Bug #15376 Unassigned multibyte codes are converted to U+0000
Submitted: 1 Dec 2005 7:56 Modified: 12 Dec 2005 7:29
Reporter: Alexander Barkov Email Updates:
Status: Duplicate Impact on me:
None 
Category:MySQL Server Severity:S3 (Non-critical)
Version:4.1 OS:
Assigned to: Assigned Account CPU Architecture:Any

[1 Dec 2005 7:56] Alexander Barkov
Description:
0x8FABF8 is a valid UJIS multibyte sequence (3 bytes) in this format:

[x8F][xA1-xFE][xA1-xFE]

corresponding to JIS-X-0212 code 0x2B78

(i.e. remove the 0x8F introducer, then substruct 0x8080 from 0xABF8).

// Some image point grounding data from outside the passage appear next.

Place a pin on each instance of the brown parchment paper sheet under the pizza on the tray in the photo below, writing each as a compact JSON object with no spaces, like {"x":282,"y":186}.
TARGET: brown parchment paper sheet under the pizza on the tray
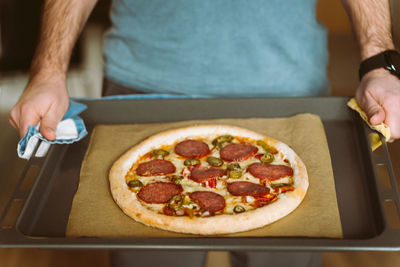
{"x":94,"y":213}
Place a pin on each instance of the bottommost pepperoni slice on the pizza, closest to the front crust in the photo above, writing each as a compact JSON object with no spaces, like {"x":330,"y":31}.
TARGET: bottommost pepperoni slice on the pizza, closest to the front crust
{"x":209,"y":201}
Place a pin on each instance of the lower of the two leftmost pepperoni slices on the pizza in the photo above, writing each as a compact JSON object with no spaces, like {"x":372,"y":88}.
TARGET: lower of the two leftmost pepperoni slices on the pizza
{"x":159,"y":192}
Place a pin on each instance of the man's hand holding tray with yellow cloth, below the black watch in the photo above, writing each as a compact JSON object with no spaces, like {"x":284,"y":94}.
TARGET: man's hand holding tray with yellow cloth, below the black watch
{"x":379,"y":96}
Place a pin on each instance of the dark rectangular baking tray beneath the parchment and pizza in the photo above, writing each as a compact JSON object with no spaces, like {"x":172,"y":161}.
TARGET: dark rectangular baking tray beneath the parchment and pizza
{"x":42,"y":220}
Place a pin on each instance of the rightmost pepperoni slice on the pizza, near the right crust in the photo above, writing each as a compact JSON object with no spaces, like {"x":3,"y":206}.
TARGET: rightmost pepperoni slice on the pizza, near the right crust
{"x":269,"y":171}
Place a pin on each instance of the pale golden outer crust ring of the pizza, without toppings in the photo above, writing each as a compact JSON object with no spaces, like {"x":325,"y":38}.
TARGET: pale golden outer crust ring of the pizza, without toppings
{"x":220,"y":224}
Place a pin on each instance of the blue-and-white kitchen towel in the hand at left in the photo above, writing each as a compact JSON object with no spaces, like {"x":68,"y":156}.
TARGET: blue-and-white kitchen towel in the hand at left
{"x":71,"y":129}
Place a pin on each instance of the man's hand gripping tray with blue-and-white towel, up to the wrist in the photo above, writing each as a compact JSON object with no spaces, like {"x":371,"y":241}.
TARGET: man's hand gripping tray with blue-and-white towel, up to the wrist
{"x":44,"y":101}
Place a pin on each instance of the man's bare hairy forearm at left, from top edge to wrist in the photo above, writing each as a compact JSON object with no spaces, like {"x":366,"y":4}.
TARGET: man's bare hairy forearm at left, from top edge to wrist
{"x":62,"y":22}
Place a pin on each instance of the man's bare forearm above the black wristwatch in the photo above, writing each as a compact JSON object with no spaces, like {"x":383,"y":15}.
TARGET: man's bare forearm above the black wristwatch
{"x":371,"y":24}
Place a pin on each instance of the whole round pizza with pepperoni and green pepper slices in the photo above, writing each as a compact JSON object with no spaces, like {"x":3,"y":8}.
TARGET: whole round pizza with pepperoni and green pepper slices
{"x":208,"y":179}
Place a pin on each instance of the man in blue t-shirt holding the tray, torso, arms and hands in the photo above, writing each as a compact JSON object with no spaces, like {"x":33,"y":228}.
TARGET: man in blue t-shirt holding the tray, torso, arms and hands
{"x":217,"y":48}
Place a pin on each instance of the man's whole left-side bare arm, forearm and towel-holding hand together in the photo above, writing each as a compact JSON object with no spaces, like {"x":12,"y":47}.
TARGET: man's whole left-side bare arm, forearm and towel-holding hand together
{"x":45,"y":98}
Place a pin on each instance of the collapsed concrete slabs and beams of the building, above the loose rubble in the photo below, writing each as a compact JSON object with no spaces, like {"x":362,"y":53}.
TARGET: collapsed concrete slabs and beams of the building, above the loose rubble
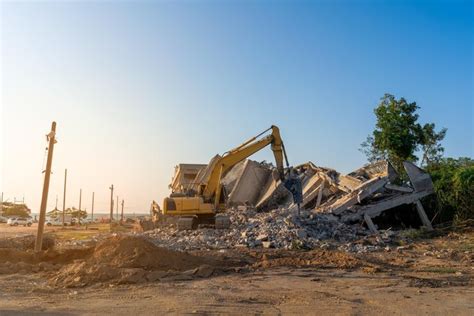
{"x":360,"y":195}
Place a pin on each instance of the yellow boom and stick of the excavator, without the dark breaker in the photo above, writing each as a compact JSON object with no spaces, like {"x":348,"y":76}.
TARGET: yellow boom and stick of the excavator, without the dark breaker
{"x":212,"y":189}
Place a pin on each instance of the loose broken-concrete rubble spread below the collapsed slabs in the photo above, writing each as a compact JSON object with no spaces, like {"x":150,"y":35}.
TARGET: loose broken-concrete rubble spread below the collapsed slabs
{"x":280,"y":228}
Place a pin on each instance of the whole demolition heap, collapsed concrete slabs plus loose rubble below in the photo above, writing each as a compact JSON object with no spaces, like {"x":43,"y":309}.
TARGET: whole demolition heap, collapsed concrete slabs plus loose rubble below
{"x":335,"y":207}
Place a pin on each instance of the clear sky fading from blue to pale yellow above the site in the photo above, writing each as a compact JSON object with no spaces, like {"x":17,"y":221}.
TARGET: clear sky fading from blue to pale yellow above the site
{"x":141,"y":86}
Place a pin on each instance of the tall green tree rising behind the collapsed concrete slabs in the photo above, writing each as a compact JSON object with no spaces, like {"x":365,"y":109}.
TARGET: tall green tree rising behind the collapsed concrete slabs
{"x":398,"y":135}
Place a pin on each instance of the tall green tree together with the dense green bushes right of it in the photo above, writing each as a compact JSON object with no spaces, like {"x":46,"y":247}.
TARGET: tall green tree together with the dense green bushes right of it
{"x":398,"y":136}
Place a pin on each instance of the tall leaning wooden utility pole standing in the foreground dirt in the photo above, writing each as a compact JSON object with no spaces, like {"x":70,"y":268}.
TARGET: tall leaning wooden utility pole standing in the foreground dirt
{"x":44,"y":199}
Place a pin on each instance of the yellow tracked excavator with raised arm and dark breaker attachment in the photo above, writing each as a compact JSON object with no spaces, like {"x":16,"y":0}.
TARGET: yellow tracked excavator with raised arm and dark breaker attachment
{"x":194,"y":208}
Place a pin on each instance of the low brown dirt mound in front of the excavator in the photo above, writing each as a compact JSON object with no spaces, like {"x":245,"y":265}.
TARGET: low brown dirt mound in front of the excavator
{"x":130,"y":259}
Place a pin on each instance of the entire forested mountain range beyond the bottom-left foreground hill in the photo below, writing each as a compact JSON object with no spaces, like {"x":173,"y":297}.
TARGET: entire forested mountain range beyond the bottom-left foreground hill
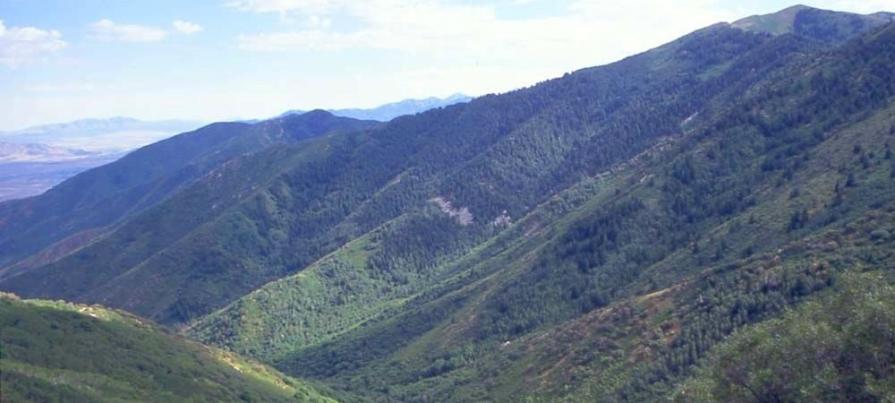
{"x":710,"y":220}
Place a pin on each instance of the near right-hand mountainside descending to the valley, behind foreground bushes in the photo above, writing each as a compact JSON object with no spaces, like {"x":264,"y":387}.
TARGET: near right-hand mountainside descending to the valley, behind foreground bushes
{"x":742,"y":210}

When converting this character to UCS2, the result is 0x0000,
which is wrong.

It is true that this character doesn't have Unicode mapping,
however the expected result is to return 0x003F QUESTION MARK,
like impossible conversion usually does.

How to repeat:
sql> select hex(convert(_ujis 0x8FABF8 using ucs2));
+-----------------------------------------+
| hex(convert(_ujis 0x8FABF8 using ucs2)) |
+-----------------------------------------+
| 0000                                    |
+-----------------------------------------+
1 row in set (0.00 sec)

Suggested fix:
Fix to retun 0x003F (i.e. question mark)
[12 Dec 2005 7:29] Alexander Barkov
This bug has the same sources of the problem as the #15375 does.
Closing a duplicate.
[23 Mar 2006 10:11] Bugs System
A patch for this bug has been committed. After review, it may
be pushed to the relevant source trees for release in the next
version. You can access the patch from:

  http://lists.mysql.com/commits/4056